É a mesma pergunta que tem sobre o trabalho diário, que nos últimos tempos tem mudado. “Em todos estes anos, o ponto para mim não era administrar uma obra: era viver. Acolher os jovens, amá-los. Responder logo ao meu coração. Hoje crescemos: é urgente organizar melhor o Centro, administrar...É outro trabalho. Tive de deixar um espaço ainda maior para a surpresa. Gosto muito de viver a surpresa. No imprevisto está sempre o Mistério, que me diz: ‘Sou eu’.” Também foi assim quando chegou a proposta da Avsi de inserir o Centro Social entre os projetos das Tendas de Natal, a recolha de fundos anual da Ong: vai ajudar uma centena de jovens a aprender um ofício. “Mas eu quero principalmente que ajude a nossa humanidade, que mostre a todos a educação de que vivemos, o método de don Giussani.” Quando lhe disseram que os tinham escolhido para as Tendas, ela ficou em silêncio: “Pensei: como é possível que pessoas tão atingidas pelo Covid, em Itália, tenham esta paixão ao olhar para cá, para os Camarões? Porque querem ajudar-nos? Eu tive uma sensação de vertigem... Mas percebo que é esta amizade, que chega até mim, o que me dá força para olhar para os meus miúdos”. Tem os olhos marejados e ao mesmo tempo sorri, enquanto retoma o fôlego. “Dou-me conta um bocadinho do que a Virgem sentiu, sabes? Quando uma coisa é muito grande, dá vertigem. Não podes pensar: ‘Ok, entendi’. A única coisa é dizer: seja feito segundo a vossa vontade. Queria só permanecer neste silêncio, como Nossa Senhora, para olhar. É muito forte. Muito.”

Olhar e seguir.
“Sentir o coração queimar por uma amizade que tem apenas Cristo como razão”, diz mais à frente. Para gerar, não precisa de outra coisa. “O Verbo fez-se carne, isso é tudo. Nós só queremos ser esta presença, deixando que a nossa humanidade se abra de par em par à Sua presença. E eu estou cheia de gratidão por este lugar que nos ajuda a não perder nada. É assim que vamos pelas ruas: para que nenhuma humanidade fique ali, abandonada. O modo não sabemos, mas não se perde nada.”

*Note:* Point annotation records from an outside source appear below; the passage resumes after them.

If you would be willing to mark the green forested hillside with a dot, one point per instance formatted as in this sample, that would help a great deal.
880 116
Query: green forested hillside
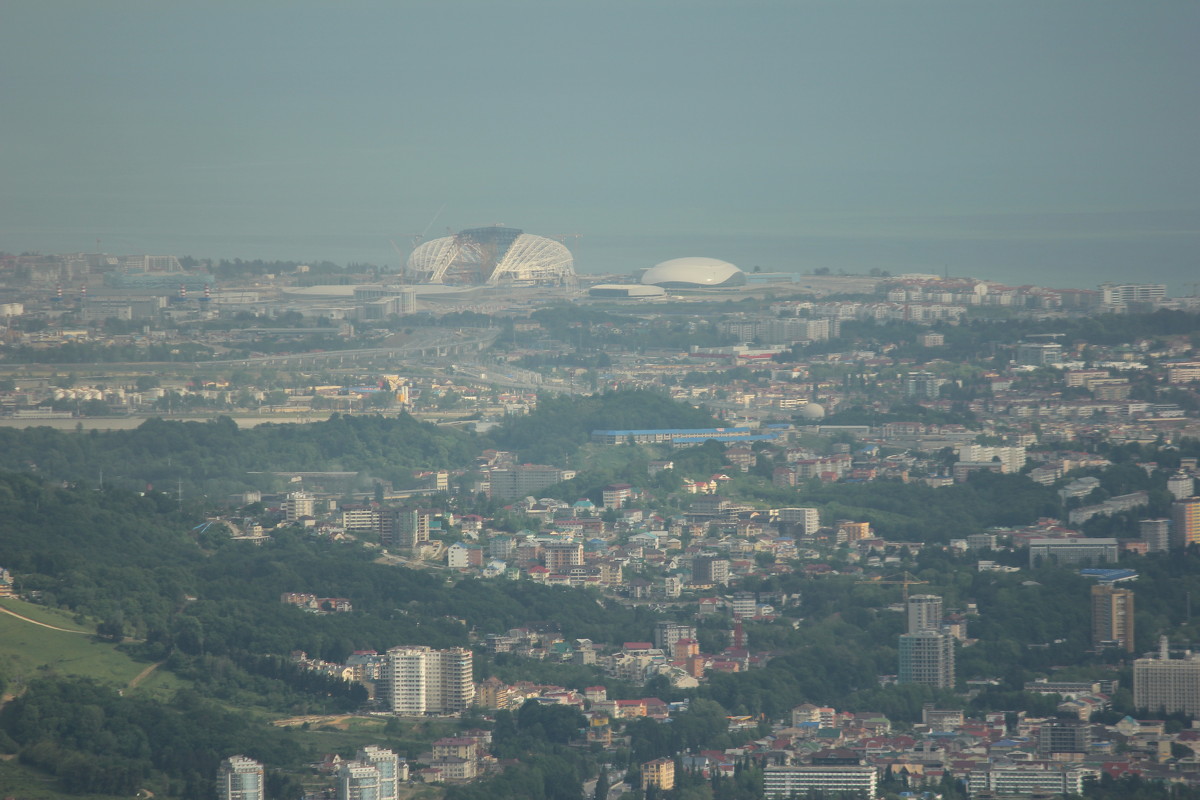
217 457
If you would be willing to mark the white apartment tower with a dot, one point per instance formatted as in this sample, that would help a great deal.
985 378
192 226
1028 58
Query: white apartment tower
299 504
1167 683
419 680
927 657
240 779
391 769
358 781
924 613
808 518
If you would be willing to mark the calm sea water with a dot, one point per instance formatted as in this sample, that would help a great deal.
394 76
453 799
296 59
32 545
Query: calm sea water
1078 252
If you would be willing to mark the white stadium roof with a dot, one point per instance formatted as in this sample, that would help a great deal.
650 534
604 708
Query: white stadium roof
694 271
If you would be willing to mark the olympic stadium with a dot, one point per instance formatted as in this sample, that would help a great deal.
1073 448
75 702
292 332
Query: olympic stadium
493 256
694 272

Há alguns dias, Claude apresentou-se no Centro, um rapaz de cerca de vinte anos que já tinha estado várias vezes na prisão por roubo. “Ele disse-me: ‘Mireille, a minha namorada deu à luz. Eu sabia que estava só no quinto mês. “Onde está a criança?’ E ele: ‘Aqui, na minha bolsa. Morreu’.” Silêncio. “Ele tinha uma bolsa a tiracolo. Eu levantei-me, fechei a porta e peguei na bolsa. Abri-a, devagar. Peguei ao colo aquele corpo tão pequeno. Sentei-me e olhei bem: o rosto, as mãozinhas... Depois olhei para o calendário: ‘Hoje é este santo – agora nem me lembro qual era –, vamos dar-lhe o seu nome’. Fiz um sinal da cruz na sua testa e convidei o pai a rezar comigo”. O rapaz ficou ali, a olhar. “Depois dei-lhe algum dinheiro e disse-lhe: ‘Agora vai enterrar o teu filho’.” Algumas horas depois, Claude voltou ao Centro. “Mireille, vou deixar de roubar e de me drogar. Acabei, juro por Deus. Eu vi como tu olhaste para aquele bebé, sangue do meu sangue. Tu trataste-o como eu nunca olhei para qualquer coisa minha.” Enquanto falava, conta, “eu pensava de novo naquele momento: não sabia sequer se estava lúcido. E, no entanto, estava a olhar, e viu qualquer coisa. E eu também vi qualquer coisa nele”. O quê? “Um coração que quer viver.”